I am having a bit of trouble understanding recursion, so any help/understanding would be much appreciated. I am trying to write a code where two non-numbers will multiply. Sounds simple, although there is to be NO ( *, +, or - ) operators used except within two initial functions as seen below. These are used to add 1 too n by n_2 times up until the value of n_2.
Ex: 3 + 4 > 3 + 1 + 1 + 1 + 1 = 7
n = int(input())
n_2 = int(input())
def inc(n):
return n + 1
def dec(n):
return n - 1
There then needs to be an add function that calls back onto the two previous functions, again you cannot use ( *, +, or - ). Then using this add function to "multiply" the numbers in a seperate function by basically adding n by n_2 number of times using the add function.
Thank you!
Update: People are commenting that I am asking this to get homework answers/cheat. I am asking this to understand recursion and to get help on a difficult problem. You do not need answer the problem with the full code, I am just asking for a helping hand to guide me on understanding the topic. Specifically how recursion works in general, with a little bit of guidance on the problem. The problem is and example of what I am looking to solve using recursion.
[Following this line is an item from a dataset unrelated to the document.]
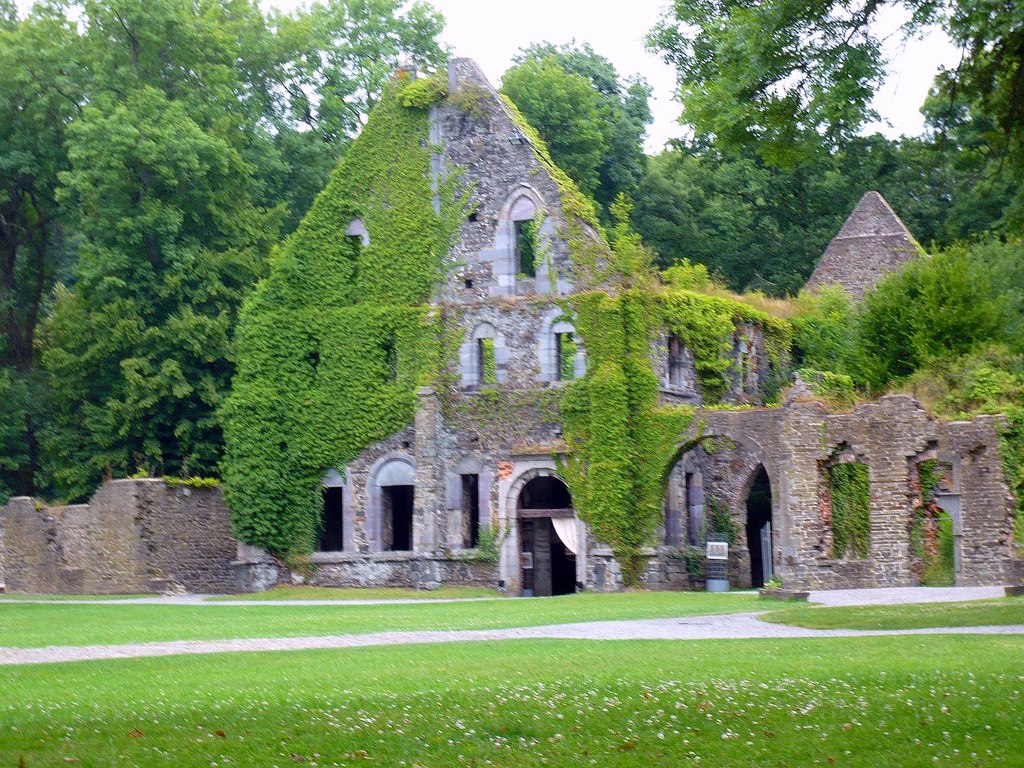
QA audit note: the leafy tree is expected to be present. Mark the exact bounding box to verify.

If you're not used to recursion as a concept, it might help to start with an iterative solution using the tools you have. You've already realised that you can express 3+4 as 3+1+1+1+1, and one way to write that in Python is to use a loop:
def iterative_add(n, n_2):
for _ in range(n_2):
n = inc(n)
return n
Now, we need to turn this into a recursive solution. The defining characteristic of a recursive solution is that instead of figuring out how many times to repeat something, you do a little bit of the problem and call yourself again to do the rest of it. Here, the obvious little bit we can do is to call inc once, and then we call the same function again to do the next inc - so we start with something like this:
def recursive_add(n, n_2):
return recursive_add(inc(n), n_2)
This will obviously keep going forever, and so we need to think about how we tell it to stop. In the iterative version, we stop when we've called inc exactly n_2 times, but here we don't have any obvious way to keep track of how many times we've called it. One nice way is to think about the breakdown 3+4 = 3+1+1+1+1 and realise that once we've added the first 1, the remaining problem is (3+1)+(1+1+1) = 4+3. So we decrement n_2 each time, effectively moving a '1' from the right-hand brackets over to the left at each step, so that next one will be ((3+1)+1) + (1+1). We can stop when the right hand brackets are empty.
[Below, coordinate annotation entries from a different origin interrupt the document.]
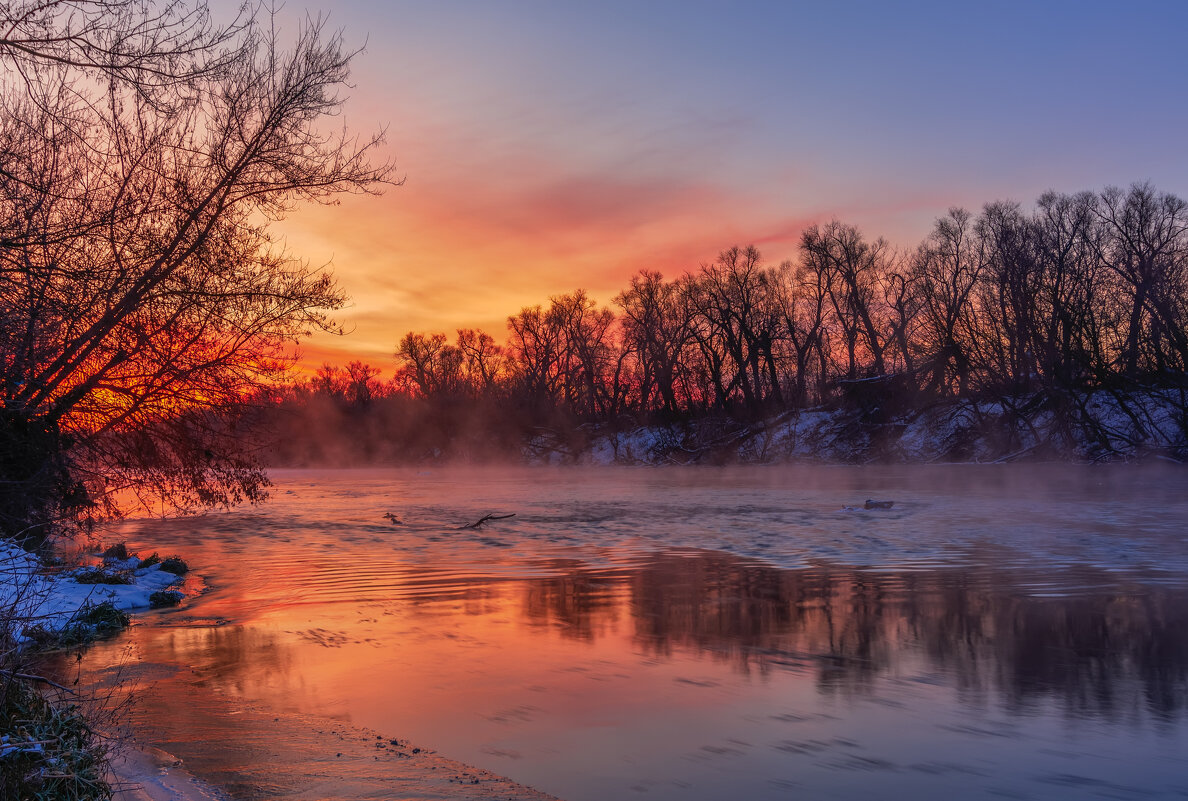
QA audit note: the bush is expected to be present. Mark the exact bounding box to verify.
[149,589,185,610]
[22,601,131,646]
[72,567,132,584]
[160,556,190,575]
[0,681,112,801]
In Python, we can write this as:
def recursive_add(n, n_2):
if n_2 == 0:
return n
return recursive_add(inc(n), dec(n_2))
It is worth noting that the way recursion works is to "build up" the expression ((((3+1)+1)+1)+1) in this step-by-step way, and then starts evaluating it from the innermost brackets out. If you can wrap your head around that concept, you should be able to easily write a recursive multiplication solution the same way.